In the 18th century, Benito Jerónimo, a Galician philosopher, denied the existence of a creature capable of killing with his eyes. The entity that, however, had accommodated itself as an inspiring fable in the world of letters. In the seventeenth century, Jonathan Swift, an Anglo-Irish writer who bequeathed us works like Gulliver’s Travels, brought the presence of the basilisk to his poetry. Also the English poet Percy Shelley, “captured” for his literary building the mixed creature of snake and cock.
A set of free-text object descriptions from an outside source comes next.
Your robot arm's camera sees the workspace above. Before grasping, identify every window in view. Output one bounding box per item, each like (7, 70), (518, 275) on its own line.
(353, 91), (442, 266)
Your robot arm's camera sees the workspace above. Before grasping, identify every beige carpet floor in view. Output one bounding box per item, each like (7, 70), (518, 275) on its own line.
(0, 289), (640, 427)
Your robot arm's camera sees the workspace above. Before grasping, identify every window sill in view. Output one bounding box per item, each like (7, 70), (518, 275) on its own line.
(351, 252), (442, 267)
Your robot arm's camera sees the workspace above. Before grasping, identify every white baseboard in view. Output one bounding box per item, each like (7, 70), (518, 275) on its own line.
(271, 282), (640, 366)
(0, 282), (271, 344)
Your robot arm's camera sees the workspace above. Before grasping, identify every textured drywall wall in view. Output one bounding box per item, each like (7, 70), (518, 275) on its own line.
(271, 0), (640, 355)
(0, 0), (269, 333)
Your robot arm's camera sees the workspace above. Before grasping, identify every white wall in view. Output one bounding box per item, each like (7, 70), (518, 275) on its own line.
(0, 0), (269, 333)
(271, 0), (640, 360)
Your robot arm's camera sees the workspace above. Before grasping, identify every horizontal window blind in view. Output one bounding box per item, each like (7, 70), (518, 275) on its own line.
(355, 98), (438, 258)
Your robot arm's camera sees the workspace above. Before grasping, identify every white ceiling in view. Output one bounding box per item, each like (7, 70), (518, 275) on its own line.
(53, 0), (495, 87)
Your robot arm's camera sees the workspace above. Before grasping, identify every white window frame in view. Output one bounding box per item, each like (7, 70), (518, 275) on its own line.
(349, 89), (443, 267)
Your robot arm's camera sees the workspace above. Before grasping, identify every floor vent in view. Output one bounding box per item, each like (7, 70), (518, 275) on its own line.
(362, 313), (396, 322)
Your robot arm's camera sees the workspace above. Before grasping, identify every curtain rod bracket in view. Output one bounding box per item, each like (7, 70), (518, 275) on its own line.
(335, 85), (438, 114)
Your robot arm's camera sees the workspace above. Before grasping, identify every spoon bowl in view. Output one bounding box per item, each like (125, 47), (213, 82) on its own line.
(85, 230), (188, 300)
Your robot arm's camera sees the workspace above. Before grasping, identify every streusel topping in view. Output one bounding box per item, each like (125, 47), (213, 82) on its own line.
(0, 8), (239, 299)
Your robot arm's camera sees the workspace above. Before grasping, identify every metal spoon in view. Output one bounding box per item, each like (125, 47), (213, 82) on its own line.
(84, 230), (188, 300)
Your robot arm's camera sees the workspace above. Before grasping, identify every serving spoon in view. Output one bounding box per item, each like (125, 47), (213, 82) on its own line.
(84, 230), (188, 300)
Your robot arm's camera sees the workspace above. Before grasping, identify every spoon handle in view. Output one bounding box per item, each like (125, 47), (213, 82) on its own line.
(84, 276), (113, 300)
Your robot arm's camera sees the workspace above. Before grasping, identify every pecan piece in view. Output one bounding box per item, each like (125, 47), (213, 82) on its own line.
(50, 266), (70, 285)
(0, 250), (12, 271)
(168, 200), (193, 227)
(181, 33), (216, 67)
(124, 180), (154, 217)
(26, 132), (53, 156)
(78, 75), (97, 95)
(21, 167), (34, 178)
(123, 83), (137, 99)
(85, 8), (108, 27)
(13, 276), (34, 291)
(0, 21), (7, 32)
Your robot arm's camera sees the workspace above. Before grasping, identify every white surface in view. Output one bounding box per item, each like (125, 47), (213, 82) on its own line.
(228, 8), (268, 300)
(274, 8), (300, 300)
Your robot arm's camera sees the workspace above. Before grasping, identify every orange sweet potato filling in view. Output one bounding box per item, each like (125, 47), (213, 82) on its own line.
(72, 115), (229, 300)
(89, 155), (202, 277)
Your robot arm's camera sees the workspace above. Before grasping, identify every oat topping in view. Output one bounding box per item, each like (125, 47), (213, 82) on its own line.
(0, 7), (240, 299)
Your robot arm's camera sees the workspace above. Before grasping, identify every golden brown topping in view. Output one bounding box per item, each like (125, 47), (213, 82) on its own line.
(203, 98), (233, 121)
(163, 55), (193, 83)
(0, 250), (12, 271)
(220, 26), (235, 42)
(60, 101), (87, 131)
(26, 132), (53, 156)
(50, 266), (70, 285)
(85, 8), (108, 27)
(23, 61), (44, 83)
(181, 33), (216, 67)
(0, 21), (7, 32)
At the same time, what was to be Percy’s second wife, Mary Shelley, sought recognition from the world of letters with her inaugural work, Frankenstein.

Basilisk who visited the work of Bram Stoker, an Irish novelist, poet, and short-story writer, who gave letters, ran 1897, the Gothic novel Dracula. In chapter IV, protagonist Jonathan Harker visits the vampire’s crypt that awakens from his immortal sleep with a basilisk look.

The contemporary world keeps alive the references around the creature that is the heraldic animal of the city of Basel, in Switzerland. The American George R.R.Martin, the author of the saga Chronicles of Ice and Fire, which the small screen popularized as A Game Of Thrones, made the basilisk a poisonous creature found in the jungles of Yi Ti, in the Basilisk Islands.

The 1st century A.D. In the second volume of Harry Potter, the protagonist faces the fury of a basilisk.

Far from the big screens, in the shadows of the Cantabrian forests, in northern Spain, the legend of a creature of darkness, born from the egg laid by an old rooster, remains just before his death, at exactly 12 o’clock on a full moon. The basilisk is not an angelfish there.